The play takes place during a single evening as Wade and Chip's mother Lynette heads off to a bridge game, a place she'd much rather be. Wade settles into the living room to study while Chip heads out to pick up his girlfriend Tammy, but not before hitting up both his mother and Wade for money. The brothers both want to be home for a call from their perpetually absent father who is an airline pilot. Chip's constant departures and arrivals pace the story as he tries to score some cocaine and leaves Tammy with Wade. We soon learn that an elder sister has been pushed out of the house by their parents.

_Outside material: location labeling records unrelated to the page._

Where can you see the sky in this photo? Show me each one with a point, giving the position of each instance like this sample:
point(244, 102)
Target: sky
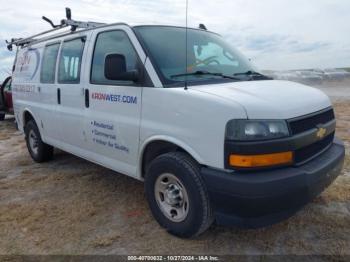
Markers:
point(274, 34)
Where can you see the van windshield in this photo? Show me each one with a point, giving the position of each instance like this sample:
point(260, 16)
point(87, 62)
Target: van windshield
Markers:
point(209, 57)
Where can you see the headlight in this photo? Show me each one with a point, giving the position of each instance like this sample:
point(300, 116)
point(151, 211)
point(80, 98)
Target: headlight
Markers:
point(243, 130)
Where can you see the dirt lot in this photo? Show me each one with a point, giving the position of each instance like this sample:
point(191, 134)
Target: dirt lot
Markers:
point(71, 206)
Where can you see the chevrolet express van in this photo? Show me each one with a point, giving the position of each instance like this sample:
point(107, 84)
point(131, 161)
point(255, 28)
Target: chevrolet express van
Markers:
point(212, 139)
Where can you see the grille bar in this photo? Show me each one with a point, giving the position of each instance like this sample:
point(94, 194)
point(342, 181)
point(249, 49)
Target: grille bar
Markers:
point(300, 125)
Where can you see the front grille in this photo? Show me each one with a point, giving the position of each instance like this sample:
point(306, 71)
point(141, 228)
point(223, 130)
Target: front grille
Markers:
point(303, 124)
point(303, 154)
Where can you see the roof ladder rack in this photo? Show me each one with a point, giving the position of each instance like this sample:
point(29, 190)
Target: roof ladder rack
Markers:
point(74, 25)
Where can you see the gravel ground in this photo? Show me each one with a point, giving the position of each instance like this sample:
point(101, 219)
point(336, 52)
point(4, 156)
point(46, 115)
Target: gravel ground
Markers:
point(71, 206)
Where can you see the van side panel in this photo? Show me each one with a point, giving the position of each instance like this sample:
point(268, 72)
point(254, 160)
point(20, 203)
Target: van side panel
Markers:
point(25, 86)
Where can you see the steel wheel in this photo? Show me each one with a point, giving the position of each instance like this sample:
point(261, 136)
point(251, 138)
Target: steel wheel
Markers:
point(171, 197)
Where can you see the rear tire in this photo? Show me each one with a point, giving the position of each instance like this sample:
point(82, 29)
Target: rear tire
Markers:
point(187, 212)
point(38, 150)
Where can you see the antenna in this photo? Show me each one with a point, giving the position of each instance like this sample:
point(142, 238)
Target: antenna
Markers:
point(186, 39)
point(203, 27)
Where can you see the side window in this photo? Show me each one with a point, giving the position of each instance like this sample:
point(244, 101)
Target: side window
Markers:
point(70, 61)
point(48, 67)
point(112, 42)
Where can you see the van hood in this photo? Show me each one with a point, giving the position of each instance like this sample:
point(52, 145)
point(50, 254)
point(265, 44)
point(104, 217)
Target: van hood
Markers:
point(271, 99)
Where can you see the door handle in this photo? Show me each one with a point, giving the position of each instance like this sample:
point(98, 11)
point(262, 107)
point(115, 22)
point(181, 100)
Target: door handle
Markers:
point(87, 98)
point(58, 96)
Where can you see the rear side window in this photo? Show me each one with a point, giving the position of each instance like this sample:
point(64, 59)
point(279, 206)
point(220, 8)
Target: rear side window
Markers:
point(112, 42)
point(70, 61)
point(48, 67)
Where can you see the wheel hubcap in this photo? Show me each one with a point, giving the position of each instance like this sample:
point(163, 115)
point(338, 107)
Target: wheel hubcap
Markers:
point(171, 197)
point(33, 142)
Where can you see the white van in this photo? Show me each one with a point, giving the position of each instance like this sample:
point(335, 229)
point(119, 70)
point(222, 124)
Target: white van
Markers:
point(212, 139)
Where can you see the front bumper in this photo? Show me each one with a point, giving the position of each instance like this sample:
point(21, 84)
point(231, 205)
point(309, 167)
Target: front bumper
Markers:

Chip and Wade incessantly engage in sibling rivalry and squabbling. Wade envies the attention his father pays to his brother and his athletic achievements. Meanwhile Chip taunts his meeker brother and is caught between wanting to escape the family and his anger that his home is not a more comforting environment for him. This all takes place in a living room that they are not meant to use. Instead, it's supposed to be pristinely preserved for some unnamed but lofty purpose, like the reception of guests or foreign dignitaries. Wade jokes that he studies there to keep the room from being lonely. And that tags the room as the driving metaphor for their family -- there's an appearance of things being tidy and right but really it's empty.

While Chip is off looking for drugs, Tammy engages Wade, disarming him with both her candor and by exposing his sexual innocence. The banter about the social interactions of freaks, jocks, nerds and other high school stereotypes is funny, but it's more amusing how they appropriate the teenage emotional roller coaster as it rushes from friendship to intimacy and plummets to petty bickering and around again. Magaro does an excellent job of conjuring the awkwardness of Wade's inexperience and sensitivity. Ryan Rilette's direction brings out Wade's angst in the first act and Chip's lusty rage in the second. If there's anything slightly amiss about the play, it's the '90s-era self-help regimen that Wade often espouses.

While Wade tries to keep everyone connected, Chip and Tammy's plights seem more introverted. If they can't find any appreciation, least of all from each other, then they'll settle for the easy pleasures of sex, drugs and rock 'n' roll. The frustration overheats in the second act, and the play explodes like a band thrashing a hotel room.

Wade finally stops trying to clean up after everyone else and the family gets a good look at the mess it has made.